# Custom Chatbot Project

I have chosen to use wikipedia pages related to the topic since they are human curated and are typically also spell checked.

## Data Wrangling

TODO: In the cells below, load your chosen dataset into a `pandas` dataframe with a column named `"text"`. This column should contain all of your text data, separated into at least 20 rows.

In [1]:
import wikipedia
import pandas as pd
from attr.validators import max_len


# Get content from Wikipedia article
def get_wiki_content(title):
    try:
        page = wikipedia.page(title)
        return page.content
    except:
        return ""

# We chose relevant wikipedia articles about the 2024 presedential elections as well
# as one of the 2020 elections to see if this will end up confusing our chatbot
articles = [
    "2024 United States presidential election",
    "Kamala Harris",
    "Joe Biden",
    "Donald Trump",
    "2020 United States presidential election",
]

# Create dataframe with wiki content
wiki_data = []
for article in articles:
    content = get_wiki_content(article)
    wiki_data.append({
        'title': article,
        'text': content
    })

df = pd.DataFrame(wiki_data)


In [2]:
print("Viewing one text example to examine the contents")
df.iloc[0]["text"]

Viewing one text example to examine the contents




We notice some things to cleanup: The headers have the weird format '=== <header> ===' that can have different numbers of = depending on the header. Also, the References section is full of links that are not useful for answering the question. Finally, there is a lot of new lines that we can get rid off.

In [3]:
from helpers import remove_everything_after_references, convert_wiki_headers

df_cleaned=df.copy()
df_cleaned['text'] = df_cleaned['text'].apply(remove_everything_after_references)

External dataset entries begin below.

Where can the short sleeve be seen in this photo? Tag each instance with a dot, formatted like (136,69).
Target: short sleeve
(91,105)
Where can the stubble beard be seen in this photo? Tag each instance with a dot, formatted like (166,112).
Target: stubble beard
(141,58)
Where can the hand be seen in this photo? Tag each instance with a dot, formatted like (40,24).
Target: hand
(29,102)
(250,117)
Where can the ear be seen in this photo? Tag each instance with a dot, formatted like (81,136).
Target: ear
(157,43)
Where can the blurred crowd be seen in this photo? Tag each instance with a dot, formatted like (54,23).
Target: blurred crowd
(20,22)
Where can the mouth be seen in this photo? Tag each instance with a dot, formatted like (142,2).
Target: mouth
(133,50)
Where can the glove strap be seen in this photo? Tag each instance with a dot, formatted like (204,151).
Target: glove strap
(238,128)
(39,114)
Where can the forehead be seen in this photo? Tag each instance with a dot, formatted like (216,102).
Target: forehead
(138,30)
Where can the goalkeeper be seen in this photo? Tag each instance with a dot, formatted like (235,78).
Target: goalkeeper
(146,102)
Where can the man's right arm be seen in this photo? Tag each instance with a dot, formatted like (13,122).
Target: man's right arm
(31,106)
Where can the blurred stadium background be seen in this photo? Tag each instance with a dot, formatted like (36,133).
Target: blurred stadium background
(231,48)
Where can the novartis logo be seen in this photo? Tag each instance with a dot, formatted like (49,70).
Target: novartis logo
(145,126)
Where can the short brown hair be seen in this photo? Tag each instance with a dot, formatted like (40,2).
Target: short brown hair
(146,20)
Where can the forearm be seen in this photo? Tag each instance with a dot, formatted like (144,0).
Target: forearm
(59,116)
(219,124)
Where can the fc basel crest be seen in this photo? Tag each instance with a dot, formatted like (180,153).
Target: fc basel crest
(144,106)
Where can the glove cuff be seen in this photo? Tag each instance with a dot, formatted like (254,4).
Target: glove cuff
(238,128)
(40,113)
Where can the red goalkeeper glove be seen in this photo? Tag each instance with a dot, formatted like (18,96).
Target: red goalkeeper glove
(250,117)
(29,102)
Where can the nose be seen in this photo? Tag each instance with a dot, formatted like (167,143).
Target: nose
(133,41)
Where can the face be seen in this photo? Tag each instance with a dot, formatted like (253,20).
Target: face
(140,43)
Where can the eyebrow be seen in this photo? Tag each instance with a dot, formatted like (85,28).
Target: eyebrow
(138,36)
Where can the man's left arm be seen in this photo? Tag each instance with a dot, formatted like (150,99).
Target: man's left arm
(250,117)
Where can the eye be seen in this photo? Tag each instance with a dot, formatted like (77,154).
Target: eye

df_cleaned['text'] = df_cleaned['text'].apply(convert_wiki_headers)

df_cleaned['text'] = df_cleaned['text'].apply(lambda x: x.replace("\n"," "))

In [4]:
print("Verifying things are fine after cleanup using a sample:")
df_cleaned.iloc[0]["text"]

Verifying things are fine after cleanup using a sample:




Create new dataframe with chunked text so that we can embed the chunks later to only take relevant parts as context for our chatbot

In [5]:
from helpers import split_into_chunks

chunked_data = []
for _, row in df_cleaned.iterrows():
    chunks = split_into_chunks(row['text'], max_chunk_size=50)
    for chunk in chunks:
        chunked_data.append({
            'title': row['title'],
            'text': chunk
        })

# Create new dataframe with chunked texts
df_chunked = pd.DataFrame(chunked_data)
df_chunked.head()
print(f"The number of rows after distributing the text into chunks is {len(df_chunked)}")

The number of rows after distributing the text into chunks is 1060


In [6]:
print(f"Let's view one sample chunk: {df_chunked.iloc[0]['text']}")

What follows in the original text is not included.